At the same time, acknowledging that our obligations to our students extend beyond the classroom reminds us how instructor wellbeing is essential to good pedagogy. The problem of adjunctification is very much a pedagogical problem, too. How do we bear the effects of our students’ trauma and suffering? This question becomes especially fraught for contingent and graduate student instructors. It is also pressing for instructors who are BIPoC, neurodivergent, queer, trans, religious minorities, or part of other regionally, nationally, and academically marginalized groups. These instructors are often expected to take on extra emotional labor in mentoring marginalized students as they move through institutions fraught with systemic racism, ableism, homophobia, classism, and transphobia—all while navigating these same spaces themselves. In this volume, Travis Chi Wing Lau’s essay takes up some of these issues, meditating on what it means to teach disability as a disabled instructor whose pedagogical goals include helping his students advocate for themselves. Similarly, Jason S. Farr’s concept of “improvisational accessibility” shows how pedagogies of flexibility, creativity, and responsiveness can promote instructor and student wellbeing beyond institutional constraints.

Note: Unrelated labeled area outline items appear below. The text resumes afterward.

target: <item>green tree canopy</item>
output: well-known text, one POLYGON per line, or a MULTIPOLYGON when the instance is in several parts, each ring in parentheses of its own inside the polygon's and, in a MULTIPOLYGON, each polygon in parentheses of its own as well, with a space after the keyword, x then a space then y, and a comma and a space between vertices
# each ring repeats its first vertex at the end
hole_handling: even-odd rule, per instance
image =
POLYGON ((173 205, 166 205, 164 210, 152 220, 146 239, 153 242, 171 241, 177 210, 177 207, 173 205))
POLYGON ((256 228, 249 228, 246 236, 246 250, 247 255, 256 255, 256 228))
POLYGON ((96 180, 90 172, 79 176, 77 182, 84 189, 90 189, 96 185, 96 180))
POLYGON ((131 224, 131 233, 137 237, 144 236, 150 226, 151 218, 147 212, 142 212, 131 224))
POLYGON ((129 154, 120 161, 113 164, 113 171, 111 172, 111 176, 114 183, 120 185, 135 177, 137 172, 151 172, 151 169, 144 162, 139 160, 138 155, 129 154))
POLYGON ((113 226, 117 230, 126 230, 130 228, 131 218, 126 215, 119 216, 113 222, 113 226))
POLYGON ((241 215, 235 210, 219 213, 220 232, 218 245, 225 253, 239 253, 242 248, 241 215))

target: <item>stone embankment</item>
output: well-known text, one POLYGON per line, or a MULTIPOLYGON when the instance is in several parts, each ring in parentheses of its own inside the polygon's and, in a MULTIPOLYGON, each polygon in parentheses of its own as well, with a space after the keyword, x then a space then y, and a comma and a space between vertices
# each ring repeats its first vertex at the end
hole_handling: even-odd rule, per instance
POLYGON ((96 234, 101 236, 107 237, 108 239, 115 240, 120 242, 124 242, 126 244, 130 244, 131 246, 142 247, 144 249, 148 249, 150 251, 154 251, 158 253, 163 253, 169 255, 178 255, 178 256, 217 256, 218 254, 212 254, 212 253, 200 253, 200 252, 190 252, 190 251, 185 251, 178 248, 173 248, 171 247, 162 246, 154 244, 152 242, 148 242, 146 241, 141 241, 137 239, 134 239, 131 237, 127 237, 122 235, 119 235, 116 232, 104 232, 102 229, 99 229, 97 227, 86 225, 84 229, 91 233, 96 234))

As the essays in this volume demonstrate, “wellbeing” is a capacious category. It touches everything that matters to our lives, and everything affects it. This Romantic Circles Pedagogies volume is inspired by the Romantic recognition that all learning, whether it happens in a “vale of Soul-making” or through “spontaneous wisdom breathed by health,” invites us to be in the world differently. It is an urgent invitation. We are currently facing a transformation of the humanities—and academia—as we’ve known them. The university looks very different than it did thirty years ago. The COVID-19 pandemic will alter it even further in ways that are difficult to predict. So too, the ways we teach and conduct research have changed, and will continue changing. In Twitter threads and articles in major news outlets, scholars are protesting the commodification of higher education, and mourning the generation of young academics who have not been able to secure tenure-track employment. There is now a much broader recognition that scholarship is not the sole province of university professors, and that public humanities work is just as vital as traditional research. The values of the humanities should remind us that publications are not more important than people—both within and beyond the academy. Thinking about the connections between Romanticism, pedagogy, and wellbeing can center the care that we must take of ourselves, our colleagues, and our students. It can also be a way to understand and assert our value as humanists. And perhaps at this time of upheaval, revisiting Romantic approaches to wellbeing can allow us to reimagine what kinds of spaces we can create in our classrooms and universities, in whatever follows this time of uncertainty.